War Office, Lebanon

The former store in which colonial governor Jonathan Trumbull held more than 1,100 planning meetings during the American Revolution stands on Lebanon’s green.

Known today as the War Office, the building was built around 1727 as the Trumbull family store. The store, which has been moved three times, originally stood along Exeter Road (Route 207).

The War Office, donated to the Connecticut Society of the Sons of the American Revolution in 1891, has stood on in its West Town Road location since 1844.

The building is identified by a plaque mounted on a boulder in 1932 as part of Washington bicentennial celebrations.

As the American Revolution broke out, the state’s General Assembly formed a Council of Safety to coordinate efforts to recruit and supply Continental troops. The council met in the Trumbull store building throughout the war, with attendees including George Washington, Israel Putnam, Marquis de Lafayette and other notables of the day.

Trumbull’s mercantile experience was helpful in ordering and delivering supplies to the troops, and Connecticut was known as the “Provision State.”

The War Office is open to the public on weekend afternoons between Memorial Day and Labor Day, as well for other events.

A short walk south of the War Office stands the Trumbull family home, which is operated as a museum by the Connecticut Daughters of the American Revolution.

The War Office’s original location on Route 207, around the corner from the Trumbull home is marked by a 1932 plaque mounted on a boulder.

Jonathan Trumbull is also honored with a statue in his namesake town of Trumbull.

War Memorials, Lebanon

Lebanon honors its war veterans with several monuments on the green near the intersection of Exeter Road (Route 207) and Norwich-Hartford Turnpike (Route 87).

Near the northern end of the green, in front of Town Hall, is a 1922 monument honoring veterans of five wars between the American Revolution and the First World War.

The monument features a stone cairn, serving as a flagpole base, with bronze plaques on the cairn’s four sides honoring local veterans.

The north face of the monument features a plaque with a scene depicting soldiers from the American Revolution, Civil War and World War I marching together under an American flag.

The west face of the monument bears a plaque honoring those who served during the “Period of the World War” (the reference to war “periods” is uncommon among the state’s war memorials).

The plaque reads, “In commemoration of the boys who served in the World War.
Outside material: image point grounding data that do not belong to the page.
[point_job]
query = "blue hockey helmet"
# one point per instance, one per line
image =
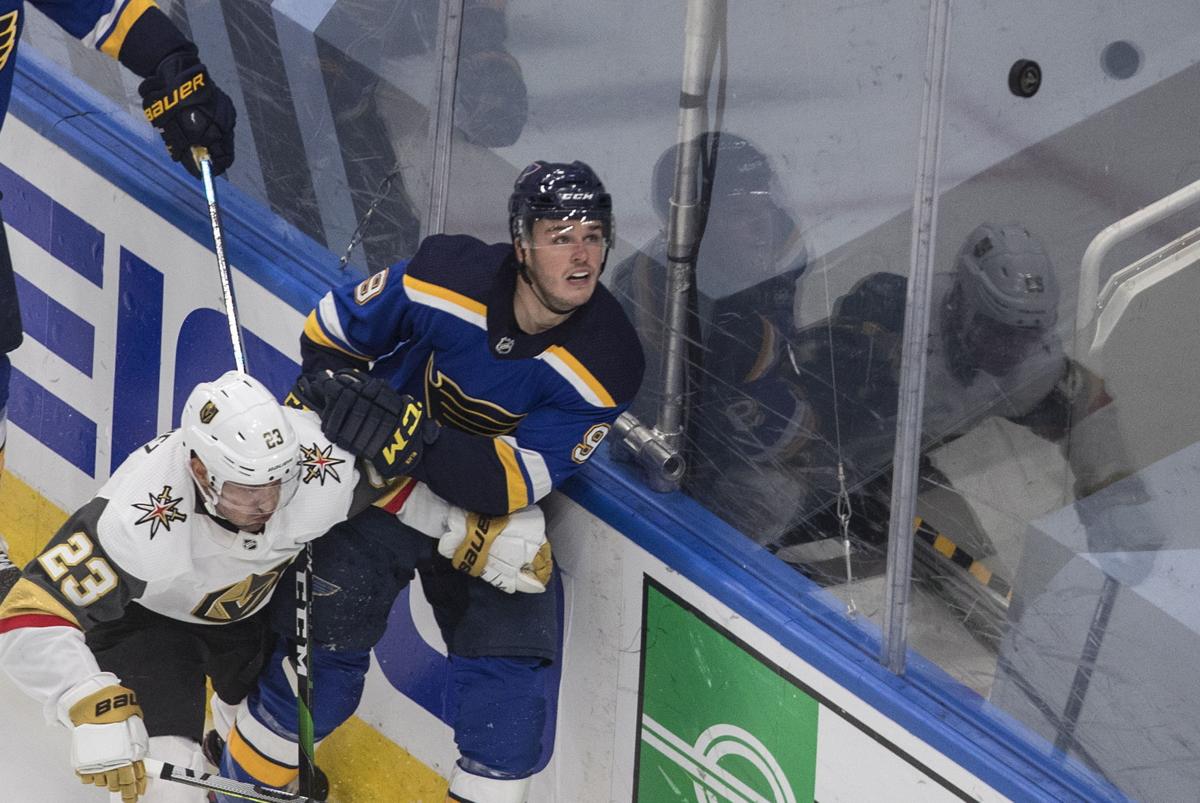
(559, 191)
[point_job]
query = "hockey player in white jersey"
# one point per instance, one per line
(160, 580)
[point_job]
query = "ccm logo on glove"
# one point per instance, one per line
(165, 105)
(403, 433)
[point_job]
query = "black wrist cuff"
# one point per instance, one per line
(151, 40)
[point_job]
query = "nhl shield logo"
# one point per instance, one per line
(7, 36)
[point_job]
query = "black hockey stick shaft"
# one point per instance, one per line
(304, 672)
(304, 577)
(227, 786)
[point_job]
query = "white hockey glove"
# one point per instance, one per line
(108, 738)
(510, 552)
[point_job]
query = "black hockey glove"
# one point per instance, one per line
(369, 418)
(189, 109)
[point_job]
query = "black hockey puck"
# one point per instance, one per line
(1025, 78)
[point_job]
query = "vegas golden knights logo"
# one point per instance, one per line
(7, 36)
(451, 407)
(240, 599)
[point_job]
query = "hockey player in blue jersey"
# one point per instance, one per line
(178, 96)
(523, 360)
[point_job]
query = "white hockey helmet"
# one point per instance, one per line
(247, 447)
(1006, 275)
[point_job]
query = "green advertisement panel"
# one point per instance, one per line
(717, 721)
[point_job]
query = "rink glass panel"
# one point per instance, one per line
(331, 97)
(1050, 559)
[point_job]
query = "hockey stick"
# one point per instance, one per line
(304, 577)
(307, 761)
(227, 786)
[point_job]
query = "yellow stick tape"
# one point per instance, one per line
(352, 757)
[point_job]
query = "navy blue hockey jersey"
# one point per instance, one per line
(520, 412)
(102, 24)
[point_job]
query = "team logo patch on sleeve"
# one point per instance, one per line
(160, 511)
(319, 463)
(370, 287)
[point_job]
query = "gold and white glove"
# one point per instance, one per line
(108, 738)
(510, 552)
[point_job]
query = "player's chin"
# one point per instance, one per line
(577, 291)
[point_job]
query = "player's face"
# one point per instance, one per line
(246, 507)
(249, 505)
(564, 258)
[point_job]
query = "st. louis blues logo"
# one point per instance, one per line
(319, 463)
(161, 511)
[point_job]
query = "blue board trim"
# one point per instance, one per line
(673, 528)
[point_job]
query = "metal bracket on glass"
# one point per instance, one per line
(648, 448)
(1091, 300)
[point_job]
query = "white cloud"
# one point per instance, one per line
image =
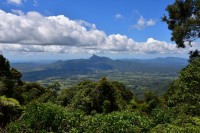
(142, 23)
(17, 2)
(151, 22)
(32, 32)
(119, 16)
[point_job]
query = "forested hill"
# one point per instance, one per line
(96, 64)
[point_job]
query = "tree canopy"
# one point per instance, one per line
(184, 21)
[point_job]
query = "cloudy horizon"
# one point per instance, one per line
(31, 33)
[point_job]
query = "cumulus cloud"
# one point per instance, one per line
(119, 16)
(33, 32)
(17, 2)
(142, 23)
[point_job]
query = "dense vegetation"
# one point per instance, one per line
(137, 75)
(102, 106)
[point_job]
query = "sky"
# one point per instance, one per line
(68, 29)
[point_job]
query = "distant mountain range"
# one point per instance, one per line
(95, 64)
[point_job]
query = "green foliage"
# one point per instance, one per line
(45, 117)
(103, 96)
(9, 109)
(116, 122)
(163, 115)
(182, 123)
(185, 91)
(34, 91)
(184, 21)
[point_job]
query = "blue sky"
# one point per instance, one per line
(63, 29)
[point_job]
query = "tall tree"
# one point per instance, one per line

Not unmindful of their heritage, the mantle of their forefathers fell upon patriotic shoulders. They acquitted themselves with honor and loyalty, cheerfully accepting the sacrifices placed upon them in performance of their duty on land and sea. With no selfish end, they served that the principle of right might be established throughout the world.”

The south face of the monument bears a plaque that, along with the years of the Civil War, includes a dedication “…to the memory of our Civil War veterans, who so promptly and willingly responded to the nation’s call, serving in eleven different regiments and participating in over a hundred different battles; and to our illustrious and renowned second war governor, William Buckingham, who was born and spent his early life in Lebanon. He performed efficient service in the nation’s peril, and was a worthy successor of Connecticut’s first war governor.”

The lower section of the south plaque also commemorates veterans of the 1898 Spanish-American War with a dedication reading, “In honor of those who served in the Spanish War, assisting an oppressed people to achieve their independence.”

The east face honors Lebanon’s many contributions to the American Revolution as well as the War of 1812. The dedication in the American Revolution section reads, “In memoriam to our fathers who fought for justice and liberty.

“When the war broke out, this town contributed the one loyal governor, brother Jonathan Trumbull, who among all the governors of the thirteen colonies, was the only one who stood staunch and true to the American cause. Washington relied on him in the most trying circumstances.

“William Williams, one of the signers of the Declaration of Independence, was born in Lebanon, the home of the Council of Safety.

“We take a just pride in the noble achievements of our men who served in the Revolution. They were eminently God-fearing and true patriots.”

The east face also has a dedication honoring veterans of the War of 1812: “Revered is the memory of those who participated in the War of 1812, who with honor and loyalty fulfilled the trust dedicated to them by their forefathers.”

The plaques were designed by sculptor Bruce Wilder Saville, whose other works included war memorials in Massachusetts, New York and Ohio. The monument was built by a local mason.

Nearby Monuments

An undated memorial near the northeast corner of the green honors Lebanon’s veterans of the two World Wars. The World War I section lists 40 names and honors one resident who was killed. The World War II section lists about 135 names and honors seven who were killed.

A 2002 memorial near the northwest corner of the green honors veterans of recent conflicts including Korea, Vietnam, Lebanon, Granada, Panama, Persian Gulf, Somalia, Haiti, Bosnia and Afghanistan.